In other cases children were given contraceptives to protect them from pregnancy without questions being asked about the nature of their relationships. Neither Oxfordshire County Council social workers nor teachers investigated what happened to vulnerable young victims after they had been excluded from school.
When the child sex ring was eventually exposed, seven men were convicted of arranging child prostitution, sex trafficking and child rape. They were imprisoned for a total of 95 years, but investigations continue and three more men have been convicted since the original 2013 trial.
The failings exposed at Oxfordshire County Council were so serious that Ms Simons herself appeared in a video to apologise for council’s failings, but her video did not include the resignation many victims demanded.

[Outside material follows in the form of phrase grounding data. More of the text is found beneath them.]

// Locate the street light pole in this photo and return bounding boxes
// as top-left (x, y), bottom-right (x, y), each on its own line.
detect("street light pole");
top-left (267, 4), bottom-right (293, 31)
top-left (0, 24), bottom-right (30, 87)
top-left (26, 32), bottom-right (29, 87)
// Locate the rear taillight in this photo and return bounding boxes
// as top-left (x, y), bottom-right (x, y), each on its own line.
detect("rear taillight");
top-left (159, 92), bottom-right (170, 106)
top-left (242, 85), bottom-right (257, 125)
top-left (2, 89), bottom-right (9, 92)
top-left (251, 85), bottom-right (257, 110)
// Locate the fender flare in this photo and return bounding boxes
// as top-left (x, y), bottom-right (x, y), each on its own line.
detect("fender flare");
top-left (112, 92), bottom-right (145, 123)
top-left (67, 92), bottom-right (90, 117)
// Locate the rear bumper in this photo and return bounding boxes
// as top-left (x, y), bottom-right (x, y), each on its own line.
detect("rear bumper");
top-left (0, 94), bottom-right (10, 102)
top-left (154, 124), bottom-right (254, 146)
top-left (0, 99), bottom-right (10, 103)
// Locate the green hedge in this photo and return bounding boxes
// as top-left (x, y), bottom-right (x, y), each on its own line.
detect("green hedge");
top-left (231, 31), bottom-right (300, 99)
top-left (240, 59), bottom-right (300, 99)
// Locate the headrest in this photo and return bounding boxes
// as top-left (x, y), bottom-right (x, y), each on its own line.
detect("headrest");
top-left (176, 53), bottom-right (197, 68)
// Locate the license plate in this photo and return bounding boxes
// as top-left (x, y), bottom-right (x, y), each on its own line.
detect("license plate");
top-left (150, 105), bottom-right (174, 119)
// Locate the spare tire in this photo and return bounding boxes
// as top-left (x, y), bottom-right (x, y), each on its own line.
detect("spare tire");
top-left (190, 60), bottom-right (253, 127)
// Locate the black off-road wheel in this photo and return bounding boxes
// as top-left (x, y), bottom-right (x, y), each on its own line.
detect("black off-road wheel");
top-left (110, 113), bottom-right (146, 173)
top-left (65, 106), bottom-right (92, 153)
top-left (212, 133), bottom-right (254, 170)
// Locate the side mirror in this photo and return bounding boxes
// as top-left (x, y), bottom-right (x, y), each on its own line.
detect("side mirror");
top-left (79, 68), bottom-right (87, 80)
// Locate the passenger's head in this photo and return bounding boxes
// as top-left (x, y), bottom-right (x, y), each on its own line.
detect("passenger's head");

At the time the Chief Constable of Thames Valley Police, Sara Thornton, also refused to resign but in another apparently unrelated decision she has also now decided to go.
A witness in the trial of the abusers who grew up with many of the victims in care told the Daily Mail: “The officers and officials did not protect us and now those who were in charge of them have walked out the door.
“They know that by walking out they haven’t got to answer any questions. How are they able to take responsibility if they no longer work for them?”
Simons is due to leave her £186,000-a-year role at the council in June with a £151,000 severance payment and a pension package worth £423,000.
The BBC has described the grooming gangs as being “of Asian origin”, however this has caused outrage amongst Indian and Chinese immigrant communities. The vast majority of offenders are Muslims of Pakistani origin. Council officials in places like Rotherham have suggested they felt unable to report abuse for fear of being branded “racist”.